Mario Schifano was one of Italy's leading modern painters. Urban signs were his chosen territory: the fuzz of the television screen, the blare of advertising. He loved to epater les bourgeois, using his conspicuous earnings to fund terrorist groups or experiment with various drugs - an extracurricular activity which earned him six prison sentences.

Schifano was born in Italian-occupied Libya in 1934. He was proud of the fact that he had never got beyond primary school, owing he said to an "involuntary masochism" that led him to "chew through the umbilical cord" that linked him to his family. Odd, then, that his first job should have been as his father's assistant in the restoration office of the Etruscan Museum in Rome; but Schifano would always defend his right to be inconsistent.

His first canvases were a series of "yellow monochromes", exhibited in 1959. At this time the artistic climate in Italy was dominated by the anguished rigours of informalism, as taught by Pollock and De Kooning, and as practised by Burri. Schifano was part of a younger generation of Roman artists - including Tano Festa and Franco Angeli - who believed that such experiments still smacked of the academy.
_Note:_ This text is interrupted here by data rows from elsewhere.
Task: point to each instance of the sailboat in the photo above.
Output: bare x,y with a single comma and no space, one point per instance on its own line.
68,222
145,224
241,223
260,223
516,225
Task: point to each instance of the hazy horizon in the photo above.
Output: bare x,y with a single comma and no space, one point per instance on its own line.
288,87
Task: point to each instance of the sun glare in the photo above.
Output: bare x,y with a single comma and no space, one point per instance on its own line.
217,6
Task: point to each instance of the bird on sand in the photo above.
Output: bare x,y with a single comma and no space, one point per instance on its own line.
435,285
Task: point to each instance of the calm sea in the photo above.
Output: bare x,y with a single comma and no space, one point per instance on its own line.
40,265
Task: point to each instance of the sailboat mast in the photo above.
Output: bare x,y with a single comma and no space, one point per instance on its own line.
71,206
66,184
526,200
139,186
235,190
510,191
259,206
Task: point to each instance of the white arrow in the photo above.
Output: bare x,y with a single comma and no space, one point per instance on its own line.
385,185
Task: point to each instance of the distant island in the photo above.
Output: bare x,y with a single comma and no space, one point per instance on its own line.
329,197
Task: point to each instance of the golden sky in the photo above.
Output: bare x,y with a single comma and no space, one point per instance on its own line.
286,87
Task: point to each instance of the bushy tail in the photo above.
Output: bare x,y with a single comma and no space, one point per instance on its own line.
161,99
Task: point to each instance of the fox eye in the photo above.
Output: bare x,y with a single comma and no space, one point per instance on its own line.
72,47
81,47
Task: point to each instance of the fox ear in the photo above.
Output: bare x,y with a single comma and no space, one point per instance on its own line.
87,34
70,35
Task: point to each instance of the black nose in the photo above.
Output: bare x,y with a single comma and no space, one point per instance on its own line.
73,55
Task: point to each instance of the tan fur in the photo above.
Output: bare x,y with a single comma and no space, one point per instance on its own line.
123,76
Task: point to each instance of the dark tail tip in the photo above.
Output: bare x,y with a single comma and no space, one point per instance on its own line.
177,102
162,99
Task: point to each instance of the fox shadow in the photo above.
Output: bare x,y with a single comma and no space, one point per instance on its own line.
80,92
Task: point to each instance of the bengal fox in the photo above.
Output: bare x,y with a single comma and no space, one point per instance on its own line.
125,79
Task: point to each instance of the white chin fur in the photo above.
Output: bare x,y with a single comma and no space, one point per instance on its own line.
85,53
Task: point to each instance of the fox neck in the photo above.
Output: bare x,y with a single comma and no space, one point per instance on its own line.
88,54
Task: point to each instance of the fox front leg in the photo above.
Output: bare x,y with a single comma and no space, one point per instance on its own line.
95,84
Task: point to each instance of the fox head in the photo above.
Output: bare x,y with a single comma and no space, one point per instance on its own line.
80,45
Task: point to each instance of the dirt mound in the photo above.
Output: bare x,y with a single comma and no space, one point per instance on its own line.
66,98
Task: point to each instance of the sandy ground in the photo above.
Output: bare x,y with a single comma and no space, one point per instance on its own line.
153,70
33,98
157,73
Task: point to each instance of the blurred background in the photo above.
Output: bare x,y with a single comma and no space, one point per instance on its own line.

It was the surface of signs that interested Schifano, not their hidden meaning; walking around Rome, he was struck by "those black-and-white poles used by surveyors to mark out the territory" and by "traffic lights, advertising posters" - the accidental semiology of the urban landscape.

By 1962 he had found his voice, with a famous series of canvases in which the Coca-Cola and Esso corporate logos were obsessively repeated and re- elaborated. But he was always uncomfortable with the Pop Art label - partly because he believed he had got there at the same time as the Americans by following a different route; but partly also because of a lifelong (and un-Pop) interest in his materials - which included acrylic paint, photos, plexiglass, lengths of film and branches ripped from trees in the Villa Borghese while painting en plein air.

In later years, Schifano would work in his Roman studio surrounded by televisions, each tuned to a different channel, with the hi-fi at full blast. His painterly elaborations of television images - which he began working on in 1967 - remain probably his best-known works. He made a number of short films and even stage-managed a rock group, Le Stelle di Mario Schifano, in the late Sixties; but his fortune as an artist was always linked to his canvases, which he turned out at breakneck speed, in batches.

In series such as Oxygen Oxygen (1967) and TV Landscapes (1969), he worked small variations on a theme, filling the canvas with blocks of colour; a legacy of Matisse, but also of the Italian Renaissance. Beginning with Futurism Repainted in Colour (1966), he often diverted himself by coming clean about the legacy before it was even spotted: Piero della Francesca, De Chirico, Boccioni, Picabia and Monet were just a few of the Masters done over by Schifano.

Women and drugs were his main weaknesses. He went out with Anita Pallenberg in her pre-Jagger days, and it was a relationship with Afdora Franchetti - later Henry Fonda's wife - which led to his first prison sentence; she was stopped at Fiumicino airport in 1966 with a packet of marijuana destined for Schifano.

Later, living up to his poete maudite image, he took to heroin, often paying his dealers in art. It took him a decade to emerge from the tunnel of addiction and throw himself back into painting; his artistic rehabilitation was marked by an important retrospective in Rome in 1980 and by his 1982 Venice Biennale show.

Schifano had a love-hate relationship with the market. He annoyed the galleries by giving away works to just about anybody who came to visit. In the late Sixties and early Seventies he helped finance extra-parliamentary groups on the far-left fringe, claiming this was the only option for someone who earned money "with such brutal ease".

In his determination to live on the edge, Schifano predated New York's enfant terrible of the Eighties, Jean-Michel Basquiat. Those who knew him well say it was a wonder he lived so long.